As before with the kickstarter banner, the weathering came from scans, images found online and custom brushes.  The stain is mostly modern paper stained with tea. The fading of the colours and black ink is done partly with photoshop filters, and partly with some photographs of stained concrete I took a while back.  More clipart here too, in the shape of the filigree under "presents" and the leaf-like swirls around "This Event" and "Albion".  The original hands pointing to "presents" here were clipart, but I swapped them out for some I drew in the final version.


All that was left to do after all that was to add the fighters.  This was simple enough; just find two pictures of victorian boxers, and draw them with vague likenesses of the combatants for their heads.  No measuring or anything for these, I just sketched them in my sketchbook and then inked them with a thin pen.  I was careful to keep the shading to horizontal lines only, for a slightly more Victorian feel (I usually use a lot of crosshatching when I ink).  I filled in my Alan Moore illustration before scanning, but for Grant Morrison I was lazy (because there is more shadow) and added the solid blacks in Photoshop after scanning.  The image above is the original line art as I scanned it.

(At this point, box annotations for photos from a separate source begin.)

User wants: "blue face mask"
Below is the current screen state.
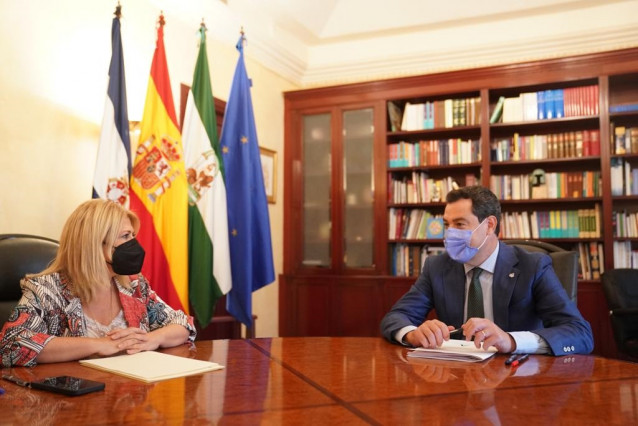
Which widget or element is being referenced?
[443,218,487,263]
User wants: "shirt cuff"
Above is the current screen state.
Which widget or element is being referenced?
[394,325,416,346]
[512,330,550,354]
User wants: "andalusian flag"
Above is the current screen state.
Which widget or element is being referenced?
[131,15,188,312]
[220,35,275,326]
[182,24,232,328]
[93,6,131,207]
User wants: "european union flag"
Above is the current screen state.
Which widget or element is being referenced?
[220,35,275,327]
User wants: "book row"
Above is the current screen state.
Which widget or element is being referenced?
[610,158,638,196]
[614,241,638,269]
[611,210,638,238]
[490,169,602,200]
[388,171,478,204]
[390,244,445,277]
[490,130,600,162]
[490,85,598,123]
[390,240,604,280]
[610,123,638,155]
[388,208,445,240]
[388,97,481,131]
[578,241,605,280]
[388,139,481,168]
[388,204,601,240]
[500,208,601,239]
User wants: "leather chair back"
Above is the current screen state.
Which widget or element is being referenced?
[601,269,638,361]
[0,234,58,324]
[505,240,579,303]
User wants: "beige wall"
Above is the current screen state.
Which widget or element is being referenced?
[0,0,297,337]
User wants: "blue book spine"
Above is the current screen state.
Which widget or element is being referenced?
[545,90,556,120]
[554,89,565,118]
[536,91,546,120]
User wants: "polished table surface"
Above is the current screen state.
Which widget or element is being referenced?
[0,337,638,425]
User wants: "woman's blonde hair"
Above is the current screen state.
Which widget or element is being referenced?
[37,199,140,302]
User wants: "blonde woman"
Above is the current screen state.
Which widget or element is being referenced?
[0,199,195,367]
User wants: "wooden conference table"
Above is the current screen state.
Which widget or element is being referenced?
[0,337,638,425]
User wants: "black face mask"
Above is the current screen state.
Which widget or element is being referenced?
[111,239,146,275]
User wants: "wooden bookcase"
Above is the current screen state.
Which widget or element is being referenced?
[279,49,638,356]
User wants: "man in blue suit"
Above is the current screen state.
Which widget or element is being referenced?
[381,186,594,355]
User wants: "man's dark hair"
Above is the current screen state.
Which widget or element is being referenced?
[445,185,501,236]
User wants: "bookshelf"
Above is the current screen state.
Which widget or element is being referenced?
[280,49,638,356]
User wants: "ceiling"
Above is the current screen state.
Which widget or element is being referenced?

And that really is all.  Eventually I'll need to do a back cover to go with it, and I might tweak the front some more while I'm about it.  Unlike the TARDIS books these will all have the same simple design for the back covers and spines, giving me more time and energy to go a little crazy on the front ones of the series.  What will the next one entail?  Only time will tell, and it might be a while before I have to think about it terribly hard.

You can back the Last War in Albion Kickstarter here, With more information about the currently available chapters over on Philip Sandifer's blog.

*Or Union Flag, if you want to be pedantic.  It's not a flag though, it's a symbol of a flag on a screen, and since it's neither flying on a building or on a ship I can call it what I bloody well like.